Geceye Ait

Özgür Ekin Vardar tarafından tarihinde yayınlandı

574 views

Aslında olay yalnızca bir ruh ya da beden değildi, aidiyet duygusunu hissetmeyi özlemişti.   

                Saat kaygısızca 05:59’u gösteriyordu. Henüz uyumamış, düşüncelere daldığından olsa gerek unuttuğu kahvesinden bir yudum aldı. Kahvenin soğukluğu ağzının tadını bozdu, yüzü ekşidi. Tek göz odasında –sanki birini uyandıracakmış gibi ağır adımlarla eşyaların arasından pencereye doğru yöneldi. Halihazırda zaten gri olan dünyası pencerenin de kirli olmasıyla daha bir karamsar gelmişti gözüne. “Keşke, o burada olsaydı” diye iç geçirdi. Aslında olay yalnızca bir ruh ya da  beden değildi, aidiyet duygusunu hissetmeyi özlemişti. O’ndan kastı, düş’ündeki kişinin yanı sıra, tozlanmış hayallerindeki mahalle araları, çocukluğunun eskimiş kitap sayfaları veyahut ağarsa bile atmaya kıyamadığı maddesel özelliklerinin yanında manevi bir değer de katmış olduğu, kimilerine göre eski püskü olan kıyafetleriydi. Karışmış saçlarının arasından başını kaşıdı. Saçlarının seyrekliğini parmaklarındaki yumuşak derisinin verdiği histen ayırt edebiliyordu. Güneşin ışıkları sakince şehri aydınlatmaya başlamıştı, bunu bir davet olarak algıladı ve fermuarı bozulmuş haki renkli ceketini sırtına geçirip evden çıktı.

                Bir an için ceketi olduğundan ağır geldi sırtına. Bu ceketinin ağırlığı mıydı yoksa yalnızlığını bedeninin taşıyamayacağı bir yük olarak yanında gezdirmeye mi başlamıştı, bunu düşünüyordu. Dar sokaklardan birine saptı, serseri mayın gibi geziyordu, aklı adımlarında değildi bir makinenin dişlileri gibi ardı sıra atıyordu adımlarını. Ihlamur ağaçlarının kokusu sardı bedenini. Burnu çok hassastı, bazı kokuları yalnızca hissetmez, tabiri caizse onları bir zaman makinesi olarak kullanırdı. Fazla hızlı yürümüştü, yol kenarındaki tekirin sırtını okşayıp yanına çöktü. Şehrin sessizliğini, tekirin sırtında sürtünen ellerinin çıkardığı ses ve çenesinin altına kadar şişen ciğerlerini boşaltırken verdiği nefes alış verişleri bozuyordu. Ihlamurların kokusu çocukluğuna açılan bir kapı gibiydi. Dik bir yol vardı çocukluğunun geçtiği evin taş duvarlarının karşısında. Ihlamurların bir örtü misali sarıp sarmaladığı kasabanın merkezinden eve hızlı adımlarla yürüyordu. Babası taş duvarın üstüne oturmuş, yanında aldığı iki fincan ile ona bakıyordu. Tam metal bahçe kapısından içeri girecekken ayakları birbirine dolaştı. Gerçekliğin ortasına mıh gibi çakıldı kaldı.

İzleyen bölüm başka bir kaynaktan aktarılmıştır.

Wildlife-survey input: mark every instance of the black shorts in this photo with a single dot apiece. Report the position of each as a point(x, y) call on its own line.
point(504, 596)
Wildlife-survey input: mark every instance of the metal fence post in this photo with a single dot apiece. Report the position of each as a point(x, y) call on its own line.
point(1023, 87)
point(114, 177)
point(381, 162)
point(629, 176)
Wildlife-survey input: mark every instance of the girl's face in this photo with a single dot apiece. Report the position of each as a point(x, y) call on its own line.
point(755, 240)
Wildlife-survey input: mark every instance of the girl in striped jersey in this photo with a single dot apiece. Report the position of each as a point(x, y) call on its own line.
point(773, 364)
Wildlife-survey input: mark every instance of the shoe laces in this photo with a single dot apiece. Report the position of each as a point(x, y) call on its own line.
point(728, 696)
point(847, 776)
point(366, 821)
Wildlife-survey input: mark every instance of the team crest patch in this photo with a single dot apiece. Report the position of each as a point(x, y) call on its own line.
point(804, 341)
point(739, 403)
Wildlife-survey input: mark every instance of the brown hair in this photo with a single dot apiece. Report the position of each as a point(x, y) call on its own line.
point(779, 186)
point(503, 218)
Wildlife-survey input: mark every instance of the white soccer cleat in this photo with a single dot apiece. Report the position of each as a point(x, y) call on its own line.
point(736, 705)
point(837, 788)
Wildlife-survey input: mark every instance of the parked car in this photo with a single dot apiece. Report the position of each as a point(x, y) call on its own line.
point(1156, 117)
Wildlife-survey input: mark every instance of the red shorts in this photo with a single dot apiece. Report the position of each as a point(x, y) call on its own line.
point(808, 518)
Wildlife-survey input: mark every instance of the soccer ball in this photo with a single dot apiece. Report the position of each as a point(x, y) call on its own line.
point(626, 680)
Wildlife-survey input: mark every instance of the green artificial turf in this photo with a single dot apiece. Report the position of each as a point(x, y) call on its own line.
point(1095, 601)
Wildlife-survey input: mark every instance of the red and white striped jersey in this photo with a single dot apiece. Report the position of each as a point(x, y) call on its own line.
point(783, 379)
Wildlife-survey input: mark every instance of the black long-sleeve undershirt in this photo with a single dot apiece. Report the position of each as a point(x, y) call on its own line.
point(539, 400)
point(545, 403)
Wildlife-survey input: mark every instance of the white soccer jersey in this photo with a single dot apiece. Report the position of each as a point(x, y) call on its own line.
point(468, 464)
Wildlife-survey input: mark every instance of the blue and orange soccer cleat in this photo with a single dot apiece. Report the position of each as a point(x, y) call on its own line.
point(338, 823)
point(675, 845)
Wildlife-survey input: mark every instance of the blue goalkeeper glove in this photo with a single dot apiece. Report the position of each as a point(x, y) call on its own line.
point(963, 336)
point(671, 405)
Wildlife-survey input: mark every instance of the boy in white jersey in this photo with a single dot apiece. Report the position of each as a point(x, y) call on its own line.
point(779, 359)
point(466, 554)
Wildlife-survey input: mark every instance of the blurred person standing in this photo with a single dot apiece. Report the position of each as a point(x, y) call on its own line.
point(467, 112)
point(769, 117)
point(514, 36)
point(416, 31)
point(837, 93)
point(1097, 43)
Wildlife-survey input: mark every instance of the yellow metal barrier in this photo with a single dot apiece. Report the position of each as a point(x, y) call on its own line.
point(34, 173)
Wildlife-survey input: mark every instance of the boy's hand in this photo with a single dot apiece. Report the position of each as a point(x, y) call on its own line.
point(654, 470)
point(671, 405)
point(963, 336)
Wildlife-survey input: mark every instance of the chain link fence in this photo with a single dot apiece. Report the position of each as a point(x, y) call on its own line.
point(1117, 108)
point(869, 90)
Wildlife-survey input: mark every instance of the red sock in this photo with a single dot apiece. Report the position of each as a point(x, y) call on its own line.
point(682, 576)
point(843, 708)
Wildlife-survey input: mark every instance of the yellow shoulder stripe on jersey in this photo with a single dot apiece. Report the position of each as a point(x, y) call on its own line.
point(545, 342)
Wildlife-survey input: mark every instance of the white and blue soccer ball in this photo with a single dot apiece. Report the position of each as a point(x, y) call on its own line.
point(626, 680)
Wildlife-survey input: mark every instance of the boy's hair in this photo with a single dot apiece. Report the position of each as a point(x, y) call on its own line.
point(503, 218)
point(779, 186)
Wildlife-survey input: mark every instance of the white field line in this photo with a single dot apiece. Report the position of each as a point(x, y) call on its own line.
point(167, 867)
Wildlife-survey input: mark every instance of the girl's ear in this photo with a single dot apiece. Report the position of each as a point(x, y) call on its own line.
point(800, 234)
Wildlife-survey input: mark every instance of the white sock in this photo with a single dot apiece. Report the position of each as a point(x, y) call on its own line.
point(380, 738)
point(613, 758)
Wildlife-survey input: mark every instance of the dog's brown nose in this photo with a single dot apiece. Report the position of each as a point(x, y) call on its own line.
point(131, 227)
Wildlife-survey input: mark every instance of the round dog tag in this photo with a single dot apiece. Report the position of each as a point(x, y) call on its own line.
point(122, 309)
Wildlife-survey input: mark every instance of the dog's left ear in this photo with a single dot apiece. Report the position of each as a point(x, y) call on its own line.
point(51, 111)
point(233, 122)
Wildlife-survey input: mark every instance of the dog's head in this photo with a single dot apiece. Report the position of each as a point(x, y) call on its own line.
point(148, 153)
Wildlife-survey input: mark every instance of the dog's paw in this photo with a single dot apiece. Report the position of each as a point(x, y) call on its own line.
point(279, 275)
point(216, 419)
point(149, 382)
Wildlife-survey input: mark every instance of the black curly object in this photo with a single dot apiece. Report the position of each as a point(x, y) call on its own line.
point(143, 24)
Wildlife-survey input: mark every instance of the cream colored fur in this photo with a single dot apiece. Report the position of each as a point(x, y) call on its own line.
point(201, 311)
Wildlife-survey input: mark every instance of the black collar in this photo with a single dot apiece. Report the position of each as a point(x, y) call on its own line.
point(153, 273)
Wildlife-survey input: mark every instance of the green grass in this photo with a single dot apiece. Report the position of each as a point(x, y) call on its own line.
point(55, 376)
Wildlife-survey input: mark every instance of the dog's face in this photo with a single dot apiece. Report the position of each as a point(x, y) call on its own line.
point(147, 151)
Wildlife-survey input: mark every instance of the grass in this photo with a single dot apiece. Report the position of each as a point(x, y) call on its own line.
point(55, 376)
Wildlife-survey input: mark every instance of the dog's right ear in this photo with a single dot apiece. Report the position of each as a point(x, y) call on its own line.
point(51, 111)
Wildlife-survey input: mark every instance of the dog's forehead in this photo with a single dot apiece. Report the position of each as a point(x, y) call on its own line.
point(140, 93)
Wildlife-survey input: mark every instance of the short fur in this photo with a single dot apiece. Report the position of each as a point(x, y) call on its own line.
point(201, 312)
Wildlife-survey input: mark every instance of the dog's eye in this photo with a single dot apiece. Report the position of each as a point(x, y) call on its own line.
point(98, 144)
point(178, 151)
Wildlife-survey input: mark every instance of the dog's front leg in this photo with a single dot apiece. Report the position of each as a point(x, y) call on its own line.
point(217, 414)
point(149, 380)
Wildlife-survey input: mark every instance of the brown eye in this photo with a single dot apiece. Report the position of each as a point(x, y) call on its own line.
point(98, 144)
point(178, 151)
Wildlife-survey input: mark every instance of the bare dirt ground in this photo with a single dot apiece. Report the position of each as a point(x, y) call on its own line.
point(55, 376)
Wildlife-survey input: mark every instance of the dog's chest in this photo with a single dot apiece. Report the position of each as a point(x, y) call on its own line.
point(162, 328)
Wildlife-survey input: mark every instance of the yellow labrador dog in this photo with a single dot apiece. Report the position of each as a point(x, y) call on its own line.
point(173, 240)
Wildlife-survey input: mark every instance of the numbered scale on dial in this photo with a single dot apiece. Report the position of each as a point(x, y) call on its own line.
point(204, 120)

Ne babası vardı onu bekleyen ne de baharda adını sayamadığı kadar çiçekle dolu bahçesi…

                Kumsala gelmişti. Gökyüzü karanlık sabahlığını üstünden çıkarmış, masmavi teni ortaya çıkmıştı. Ayakkabılarını çıkarıp eline aldı, ayaklarının kuma bulanmasını umursamadan yürümeye devam etti. Kum zerrelerinin çakıl taşlarına, çakıl taşlarınınsa kayalara dönüştüğü yerdeydi. Ceketini çıkarıp kayanın üzerine bırakmış, gölgesinin uzayışını sanki küçük karıncalar gerçekleştiriyormuş gibi hayal edip gülümsedi. Anlık gülümsemeleri çok sık gerçekleşmezdi, zaten gülümseyişini bitirecek düşünce zerresi kafa tasından içeri girmişti bile. Onunla en son bu kayalıklarda güneşin doğuşunu seyretmiş, dizlerine kadar suya girip, gülüşlerinin suyun soğuk hissiyatında birbirlerine karışmasına izin vermişlerdi. Sonra sanki bulutların üstündeymiş gibi kuma uzanmışlardı. Saçlarının kum zerreleriyle karışmasına bakıyor, beyaz teninde asılı kalmayı başaran su damlalarına parmağıyla bastırarak tüylerini ürperterek akmalarını sağlıyordu. Bir an için onun yanında olduğu ürpertisini hissetti ve Marquez’in tozlu sayfalarından kopup gelen şu satırları düşündü;

“Ummadığımız bir anda, ummadığımız bir durum bizi alıp yıllar öncesine götürüp varlığını bile unuttuğumuz olayları, zihnimizin karanlık dehlizlerinden birdenbire gün ışığına çıkarıveriyor.”.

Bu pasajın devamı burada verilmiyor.